Monday, September 29, 2014

She Isn't Scary, She's Just a Little Girl

This entry is a take - off from this article from Huffington Post that I could absolutely relate to.  I'd recommend that you take the time to read it as well.  

Sometimes I can really be mean, especially when it has to do with defending the people that I care about.  During this particular incident, I was feeling evil.  Actually, I can blame the heat and fatigue on this one - after all, walking around campus under the mid-day sun, chasing after 2 children who want to go in different directions isn't exactly a calming experience - particularly if you've had little sleep the night before.  But if I had to be honest to myself, I know that these are but lame excuses for a situation that could have been handled better.  Lest I digress even further, let's go back to my original story....

Last week was the school fair of Kuya and as a tradition in their school, each class organizes a get-together for all the family members of each section.  That Saturday was our scheduled get-together (or salu-salo) so we brought Nina along so that she could also enjoy the different rides and game booths and meet her big brother's classmates as well.
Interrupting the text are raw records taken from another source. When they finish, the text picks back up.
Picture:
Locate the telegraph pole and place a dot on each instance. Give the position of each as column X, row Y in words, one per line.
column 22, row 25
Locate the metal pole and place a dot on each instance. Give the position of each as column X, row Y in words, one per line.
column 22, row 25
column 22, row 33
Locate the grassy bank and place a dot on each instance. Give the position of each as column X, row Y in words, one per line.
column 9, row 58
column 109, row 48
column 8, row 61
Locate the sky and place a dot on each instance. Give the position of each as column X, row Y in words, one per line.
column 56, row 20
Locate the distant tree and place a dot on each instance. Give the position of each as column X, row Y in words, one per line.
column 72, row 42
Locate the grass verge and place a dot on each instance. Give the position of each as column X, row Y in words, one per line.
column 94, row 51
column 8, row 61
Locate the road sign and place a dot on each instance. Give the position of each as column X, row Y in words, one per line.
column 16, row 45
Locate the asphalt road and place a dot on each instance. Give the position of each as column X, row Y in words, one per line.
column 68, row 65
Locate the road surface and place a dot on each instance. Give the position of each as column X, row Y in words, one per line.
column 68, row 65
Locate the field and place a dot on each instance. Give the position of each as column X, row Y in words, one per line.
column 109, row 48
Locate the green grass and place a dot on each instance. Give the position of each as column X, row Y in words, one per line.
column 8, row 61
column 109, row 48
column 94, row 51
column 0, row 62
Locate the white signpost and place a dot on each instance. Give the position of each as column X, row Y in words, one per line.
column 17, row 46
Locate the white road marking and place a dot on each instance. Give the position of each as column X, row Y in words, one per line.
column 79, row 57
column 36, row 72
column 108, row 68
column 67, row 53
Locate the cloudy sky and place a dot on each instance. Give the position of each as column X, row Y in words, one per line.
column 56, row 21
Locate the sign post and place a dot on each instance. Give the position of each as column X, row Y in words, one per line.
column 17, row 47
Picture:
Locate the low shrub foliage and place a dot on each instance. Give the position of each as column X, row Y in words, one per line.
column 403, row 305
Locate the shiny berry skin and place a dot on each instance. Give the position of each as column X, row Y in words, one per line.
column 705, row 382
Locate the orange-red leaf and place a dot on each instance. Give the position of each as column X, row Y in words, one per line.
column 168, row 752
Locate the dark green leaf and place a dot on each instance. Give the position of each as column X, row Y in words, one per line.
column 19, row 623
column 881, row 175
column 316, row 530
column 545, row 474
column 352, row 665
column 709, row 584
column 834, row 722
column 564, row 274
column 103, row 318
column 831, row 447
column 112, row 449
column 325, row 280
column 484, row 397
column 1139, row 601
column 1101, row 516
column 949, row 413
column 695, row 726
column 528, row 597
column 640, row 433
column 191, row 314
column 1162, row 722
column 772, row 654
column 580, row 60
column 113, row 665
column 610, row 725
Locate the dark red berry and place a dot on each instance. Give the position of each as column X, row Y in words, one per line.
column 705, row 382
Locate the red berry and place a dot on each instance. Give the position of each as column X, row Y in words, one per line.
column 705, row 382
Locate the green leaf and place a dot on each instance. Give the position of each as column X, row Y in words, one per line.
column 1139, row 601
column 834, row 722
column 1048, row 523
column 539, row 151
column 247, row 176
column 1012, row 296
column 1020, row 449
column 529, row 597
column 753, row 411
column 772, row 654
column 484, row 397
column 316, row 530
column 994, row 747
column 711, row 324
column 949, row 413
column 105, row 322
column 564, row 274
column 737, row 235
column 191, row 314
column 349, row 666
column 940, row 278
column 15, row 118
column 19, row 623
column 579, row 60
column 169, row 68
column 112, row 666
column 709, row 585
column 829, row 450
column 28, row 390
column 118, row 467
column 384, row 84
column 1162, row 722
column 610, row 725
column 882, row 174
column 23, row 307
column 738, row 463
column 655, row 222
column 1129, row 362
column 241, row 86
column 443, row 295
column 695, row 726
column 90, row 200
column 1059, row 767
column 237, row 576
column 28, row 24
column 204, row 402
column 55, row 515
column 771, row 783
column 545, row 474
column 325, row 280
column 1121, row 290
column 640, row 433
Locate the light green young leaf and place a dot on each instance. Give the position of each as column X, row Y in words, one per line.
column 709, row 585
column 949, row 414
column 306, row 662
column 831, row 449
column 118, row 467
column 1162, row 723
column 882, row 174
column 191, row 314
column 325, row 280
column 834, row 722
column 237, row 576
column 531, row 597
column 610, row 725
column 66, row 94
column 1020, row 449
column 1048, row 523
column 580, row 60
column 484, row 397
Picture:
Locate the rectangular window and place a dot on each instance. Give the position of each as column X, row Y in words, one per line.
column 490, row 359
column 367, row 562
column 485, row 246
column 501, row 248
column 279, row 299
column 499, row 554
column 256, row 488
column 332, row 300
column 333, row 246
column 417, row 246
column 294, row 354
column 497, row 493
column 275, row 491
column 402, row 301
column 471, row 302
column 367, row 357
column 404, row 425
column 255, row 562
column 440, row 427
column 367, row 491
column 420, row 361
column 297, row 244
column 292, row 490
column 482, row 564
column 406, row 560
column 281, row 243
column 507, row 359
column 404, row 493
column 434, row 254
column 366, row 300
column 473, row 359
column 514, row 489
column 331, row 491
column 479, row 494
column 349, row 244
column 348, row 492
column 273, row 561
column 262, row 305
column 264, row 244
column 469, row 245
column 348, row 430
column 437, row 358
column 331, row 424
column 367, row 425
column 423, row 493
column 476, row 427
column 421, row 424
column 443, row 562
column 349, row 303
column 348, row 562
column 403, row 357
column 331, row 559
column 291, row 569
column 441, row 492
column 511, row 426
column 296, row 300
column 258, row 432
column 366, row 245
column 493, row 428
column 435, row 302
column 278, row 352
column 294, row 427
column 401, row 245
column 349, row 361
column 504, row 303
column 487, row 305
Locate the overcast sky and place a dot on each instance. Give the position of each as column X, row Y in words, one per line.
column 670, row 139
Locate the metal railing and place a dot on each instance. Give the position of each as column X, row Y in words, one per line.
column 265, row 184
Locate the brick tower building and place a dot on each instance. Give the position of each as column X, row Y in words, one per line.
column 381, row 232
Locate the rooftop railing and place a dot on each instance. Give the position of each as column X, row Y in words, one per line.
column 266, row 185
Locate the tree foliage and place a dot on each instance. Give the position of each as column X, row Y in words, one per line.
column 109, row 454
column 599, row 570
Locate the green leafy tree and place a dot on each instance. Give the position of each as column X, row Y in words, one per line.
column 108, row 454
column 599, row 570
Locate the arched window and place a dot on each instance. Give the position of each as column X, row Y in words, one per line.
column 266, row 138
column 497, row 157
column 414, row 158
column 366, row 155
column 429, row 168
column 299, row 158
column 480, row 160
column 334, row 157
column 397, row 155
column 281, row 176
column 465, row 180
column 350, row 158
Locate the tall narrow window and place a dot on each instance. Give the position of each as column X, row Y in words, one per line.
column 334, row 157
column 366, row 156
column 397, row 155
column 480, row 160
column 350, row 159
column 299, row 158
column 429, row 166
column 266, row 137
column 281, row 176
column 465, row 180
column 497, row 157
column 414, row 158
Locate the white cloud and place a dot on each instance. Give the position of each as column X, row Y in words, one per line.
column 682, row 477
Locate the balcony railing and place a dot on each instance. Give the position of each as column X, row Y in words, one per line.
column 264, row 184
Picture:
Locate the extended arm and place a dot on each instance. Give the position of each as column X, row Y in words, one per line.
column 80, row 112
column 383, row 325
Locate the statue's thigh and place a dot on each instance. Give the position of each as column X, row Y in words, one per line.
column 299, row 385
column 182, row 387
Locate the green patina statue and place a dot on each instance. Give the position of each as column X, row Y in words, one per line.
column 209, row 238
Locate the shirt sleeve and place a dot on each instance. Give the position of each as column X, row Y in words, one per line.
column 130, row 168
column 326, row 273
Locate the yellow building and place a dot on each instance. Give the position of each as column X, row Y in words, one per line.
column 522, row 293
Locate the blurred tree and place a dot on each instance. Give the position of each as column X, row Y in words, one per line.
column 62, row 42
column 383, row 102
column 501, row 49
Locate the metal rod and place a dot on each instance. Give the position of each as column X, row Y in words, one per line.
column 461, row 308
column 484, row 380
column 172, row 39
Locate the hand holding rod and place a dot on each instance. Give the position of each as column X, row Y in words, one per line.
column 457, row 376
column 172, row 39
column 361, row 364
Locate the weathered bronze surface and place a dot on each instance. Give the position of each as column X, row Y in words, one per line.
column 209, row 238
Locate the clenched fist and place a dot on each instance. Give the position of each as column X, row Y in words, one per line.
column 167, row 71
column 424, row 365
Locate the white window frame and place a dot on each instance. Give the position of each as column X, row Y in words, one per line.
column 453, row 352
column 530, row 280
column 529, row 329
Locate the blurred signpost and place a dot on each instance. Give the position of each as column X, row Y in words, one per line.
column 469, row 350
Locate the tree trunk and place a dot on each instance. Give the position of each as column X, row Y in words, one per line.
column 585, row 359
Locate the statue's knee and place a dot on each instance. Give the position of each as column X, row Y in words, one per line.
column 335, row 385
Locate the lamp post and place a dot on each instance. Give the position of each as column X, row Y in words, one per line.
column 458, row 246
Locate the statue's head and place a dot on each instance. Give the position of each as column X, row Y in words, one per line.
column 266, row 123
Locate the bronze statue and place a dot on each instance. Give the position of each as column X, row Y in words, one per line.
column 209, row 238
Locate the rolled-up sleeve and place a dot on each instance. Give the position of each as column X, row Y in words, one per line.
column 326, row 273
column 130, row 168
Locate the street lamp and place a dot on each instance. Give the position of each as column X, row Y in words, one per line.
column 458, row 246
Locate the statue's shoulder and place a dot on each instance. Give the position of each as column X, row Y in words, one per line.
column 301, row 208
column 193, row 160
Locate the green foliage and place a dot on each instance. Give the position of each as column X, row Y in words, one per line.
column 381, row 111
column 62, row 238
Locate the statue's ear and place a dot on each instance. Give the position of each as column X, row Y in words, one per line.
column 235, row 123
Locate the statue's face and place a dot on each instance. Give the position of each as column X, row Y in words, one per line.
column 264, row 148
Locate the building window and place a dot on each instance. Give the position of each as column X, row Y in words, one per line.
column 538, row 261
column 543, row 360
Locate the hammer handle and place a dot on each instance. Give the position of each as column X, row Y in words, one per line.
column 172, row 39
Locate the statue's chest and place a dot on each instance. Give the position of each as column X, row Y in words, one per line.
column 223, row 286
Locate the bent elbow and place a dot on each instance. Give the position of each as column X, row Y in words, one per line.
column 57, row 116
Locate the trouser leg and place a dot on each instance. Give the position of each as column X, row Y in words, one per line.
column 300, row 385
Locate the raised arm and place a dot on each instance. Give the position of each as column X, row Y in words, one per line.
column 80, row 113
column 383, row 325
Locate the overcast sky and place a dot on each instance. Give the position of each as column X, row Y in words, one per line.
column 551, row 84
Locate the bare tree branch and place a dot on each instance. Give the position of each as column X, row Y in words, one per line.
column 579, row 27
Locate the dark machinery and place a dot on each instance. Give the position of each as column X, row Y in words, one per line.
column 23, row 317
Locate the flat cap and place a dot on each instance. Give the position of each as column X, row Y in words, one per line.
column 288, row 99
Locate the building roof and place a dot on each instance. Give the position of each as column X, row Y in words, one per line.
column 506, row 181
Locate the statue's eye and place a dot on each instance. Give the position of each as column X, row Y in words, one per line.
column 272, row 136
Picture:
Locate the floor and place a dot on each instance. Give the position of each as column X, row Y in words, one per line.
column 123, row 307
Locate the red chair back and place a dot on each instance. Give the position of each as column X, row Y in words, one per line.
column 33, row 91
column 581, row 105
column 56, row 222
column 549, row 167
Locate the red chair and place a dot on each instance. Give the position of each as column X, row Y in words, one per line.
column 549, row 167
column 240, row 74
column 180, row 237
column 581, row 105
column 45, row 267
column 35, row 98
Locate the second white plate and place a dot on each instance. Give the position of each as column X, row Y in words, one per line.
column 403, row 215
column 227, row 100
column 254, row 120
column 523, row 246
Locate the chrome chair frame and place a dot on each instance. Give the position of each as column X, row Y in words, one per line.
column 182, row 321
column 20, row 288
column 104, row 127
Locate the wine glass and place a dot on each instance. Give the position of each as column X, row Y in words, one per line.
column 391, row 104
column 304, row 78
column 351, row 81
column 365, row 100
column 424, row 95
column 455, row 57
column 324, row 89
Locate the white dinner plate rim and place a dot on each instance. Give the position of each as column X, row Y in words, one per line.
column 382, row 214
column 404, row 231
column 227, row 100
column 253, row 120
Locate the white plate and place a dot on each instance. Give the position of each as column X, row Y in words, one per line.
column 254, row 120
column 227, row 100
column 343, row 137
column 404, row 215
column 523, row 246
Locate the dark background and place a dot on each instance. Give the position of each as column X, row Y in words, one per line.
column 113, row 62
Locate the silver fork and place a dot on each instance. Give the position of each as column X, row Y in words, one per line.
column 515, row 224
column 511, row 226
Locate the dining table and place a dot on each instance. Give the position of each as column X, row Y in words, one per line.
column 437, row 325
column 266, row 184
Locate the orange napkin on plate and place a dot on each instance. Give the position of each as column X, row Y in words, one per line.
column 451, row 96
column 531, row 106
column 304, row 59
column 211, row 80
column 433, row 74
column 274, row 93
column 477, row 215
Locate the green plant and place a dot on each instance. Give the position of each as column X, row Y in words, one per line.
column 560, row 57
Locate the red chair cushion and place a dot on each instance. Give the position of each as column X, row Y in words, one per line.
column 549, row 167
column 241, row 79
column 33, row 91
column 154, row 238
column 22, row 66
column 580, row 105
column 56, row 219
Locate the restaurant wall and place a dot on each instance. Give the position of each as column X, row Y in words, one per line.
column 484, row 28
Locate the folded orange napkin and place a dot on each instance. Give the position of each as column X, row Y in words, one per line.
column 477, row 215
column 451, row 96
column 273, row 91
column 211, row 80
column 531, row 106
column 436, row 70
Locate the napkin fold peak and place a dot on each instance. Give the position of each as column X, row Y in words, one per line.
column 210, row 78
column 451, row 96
Sometime that morning, Kuya and Dad were in line for the Octopus but Nina and I had to sit that one out (she wasn't allowed, and I am petrified of heights).  I decided to bring her around to check the tiangge stalls in the cafeteria but as we were going around, I noticed 3 boys (probably in Grade 3 or 4) in front of us who were looking and whispering to each other while pointedly looking at Nina.  

I was half afraid that they would say something mean but perhaps seeing that she was with an adult, they kept whatever it was they were saying to themselves.  Still, I couldn't help myself.  My evil twin reared its head and took over from where sensibility and tact decided to take a hike.  I could actually feel the hair at the back of my neck raising out of annoyance at these kids so in a voice loud enough for them to hear, I said:  "Look Nina, those boys are looking at you.  Say "hi" to them!"  

I meant to catch them off guard, and I probably did.  They moved away but continued whispering and looking back.  So I decided to trail them and then called the attention of the boy closest to me by lightly touching his shoulder (kalabit is a more accurate term except that there seems to be no appropriate english translation for it) and then called out: "You keep looking at her, do you want to say hi?"  Nina, say hi to them!"  

As expected, they ran off without a word.  1 point for mom!  I had a smug look on my face and my daughter... well let's just say that she was probably wondering what that was all about.  Thank God she was oblivious to what was going on.

In hindsight, I know I could probably have taken a more mature stance of dealing with it.  (Although I hope to God that He wouldn't think that I need more practice and send another similar incident my way anytime soon.)  Maybe when I get better hold of my temper or perhaps when I can see that my daughter would be capable enough of defending herself, I will be able to come up with a witty remark that would give us the reaction that we hope for. But for now, I am grateful that at this point, my daughter remains unaffected by the stares and whispers of other children.  Although I know deep in my heart that it won't be like this forever, I pray that in time, we will be able to mold her to be strong and confident enough in herself to rise above those challenges. .

Sometimes, we are caught off guard by the comments our children make, especially towards individuals with special needs.  As a parent, I know that I should always be on my toes, always be prepared to guide my kids in being polite and in not being judgmental.  

I echo what Alice Ann Meyer said in her article:
"If you are the parent whose child says another child looks funny or scary, don't simply say, "That isn't a nice thing to say." While you are right, it's not nice, simply saying that and walking away still isolates my child. The next time follow that statement up and tell your child, "I'm sure he's a very nice boy, let's go meet him." Please, come introduce yourself and ask my child's name. I assure you, we don't bite! My child is just like yours; he can be sweet, loving, throw temper tantrums, and be a handful. And I assure you, I am just like you; I am a parent learning my way through this.
If your child is curious and doesn't say anything mean but still notices he looks different, please, introduce yourself to us, ask us our names! Include my child in your world. I promise you, he's not scary, he's just a little boy."
In our case, she's just a little girl - pretty much like any 5 year old little girl that you may know of.  When you see us, say "hello" and do get to know Nina better.  You'd be surprised at how she can quickly capture your heart.